In that case, 13 Chicago cops broke into the Monroe home without a warrant, ransacked it and made Monroe and his wife stand naked in the living room before taking Monroe to the police station to interrogate him for 10 hours about a murder. Monroe brought suit against each officer as well as the city under the 1871 Civil Rights Act. While dismissed by the District Court and the Court of Appeals, because the officers were performing government functions, the Supreme Court disagreed with respect to the officers but dismissed the case against the city. The court held that the purpose of the 1871 Civil Rights Act was "to give a remedy to parties deprived of constitutional rights, privileges, and immunities by an official's abuse of his position."

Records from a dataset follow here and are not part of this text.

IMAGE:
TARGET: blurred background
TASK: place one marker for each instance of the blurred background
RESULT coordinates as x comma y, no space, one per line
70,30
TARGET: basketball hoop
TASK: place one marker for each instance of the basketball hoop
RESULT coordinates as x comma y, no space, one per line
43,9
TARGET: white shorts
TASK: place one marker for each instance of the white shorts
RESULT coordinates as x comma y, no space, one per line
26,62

While Monroe remains important precedent, a 1967 case weakened it with respect to police officers by creating the legal doctrine of "qualified immunity." Pierson v. Ray was a case coming out of desegregation efforts in the South. It involved the arrest of 15 Episcopal priests, 12 white and three Black, who tried going to a coffee shop in Jackson, Mississippi, while participating in the Mississippi Freedom Rides in 1961.
The priests were arrested for "breach of peace" after refusing to leave the coffee shop after being ordered to. They were each sentenced to four months in jail and a $200 fine. Represented by the Congress of Racial Equality, they sued for damages against the local judge and police under Section 1983, claiming false arrest and imprisonment.

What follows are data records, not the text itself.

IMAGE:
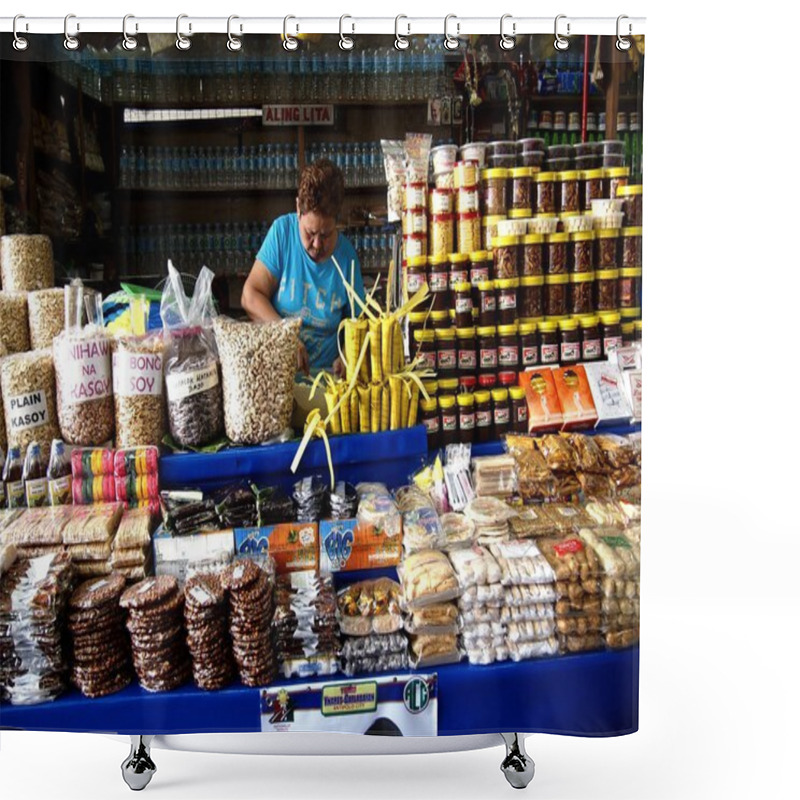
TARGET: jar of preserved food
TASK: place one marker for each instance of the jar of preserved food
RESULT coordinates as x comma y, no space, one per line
466,418
506,252
467,351
431,421
631,247
555,295
528,345
630,287
439,281
483,416
507,300
592,180
569,341
519,409
545,192
531,296
487,304
581,255
632,208
549,343
501,412
533,254
610,332
448,420
606,254
581,293
495,192
568,184
556,258
606,281
591,345
487,351
469,232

While the 5th Circuit Court of Appeals found the Mississippi "breach of peace" law allowing the police to arrest the priests unconstitutional, it did not hold them liable, because they could not be expected to know which laws were constitutional or not. Additionally the appeals court ruled the judge was immune from prosecution.
While the Supreme Court ruled a new trial was warranted, it held that while police officers did not have "unqualified immunity," they may be excused "from liability for acting under a statute they reasonably believed to be valid but that was later held unconstitutional, on its face or as applied"—in other words, "qualified immunity."

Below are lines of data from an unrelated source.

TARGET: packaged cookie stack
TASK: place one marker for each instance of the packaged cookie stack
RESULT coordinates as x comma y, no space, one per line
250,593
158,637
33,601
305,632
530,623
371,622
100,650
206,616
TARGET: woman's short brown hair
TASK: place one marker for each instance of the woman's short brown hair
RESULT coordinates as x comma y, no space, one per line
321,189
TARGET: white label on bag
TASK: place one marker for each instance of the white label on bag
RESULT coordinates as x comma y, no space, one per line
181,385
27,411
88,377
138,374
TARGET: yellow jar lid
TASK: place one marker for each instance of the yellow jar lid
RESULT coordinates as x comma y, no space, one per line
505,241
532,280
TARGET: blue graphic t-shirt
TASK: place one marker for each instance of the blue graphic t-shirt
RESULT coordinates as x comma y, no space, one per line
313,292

While this was meant to be a small exception carved out for officers who acted in "good faith," the doctrine was greatly expanded in 1982 with Harlow v. Fitzgerald. After Harlow, police officers were generally shielded from civil liability, even if acting in bad faith, unless plaintiffs could show the officer violated a "clearly established" right that a "reasonable person" would know. The burden of proof therefore was moved to the shoulders of the plaintiff and "reasonableness" became an issue. Additionally plaintiffs were required to show a legal precedent involving the "specific context" and "particular conduct" at issue. Otherwise, the officers were shielded from liability. Bottom line? This is rarely achieved. The result? Cops act like they can do no wrong.
Ending qualified immunity is a necessary step in empowering civilians and holding police officers accountable for their violence. The United States House of Representatives has passed the George Floyd Justice in Policing Act, which would end qualified immunity. The act would also ban chokeholds, no-knock warrants in federal drug cases, create a nationwide database of police misconduct, prohibit racial and religious profiling, and redirect funds to community-based policing programs.
While the bill would be an important step in police reform, Republicans in the United States Senate are blocking it with a competing bill that is not as strong. Qualified immunity was created in an attempt to protect police officers during segregation and continuing its use only serves to perpetuate systemic racism and violent policing.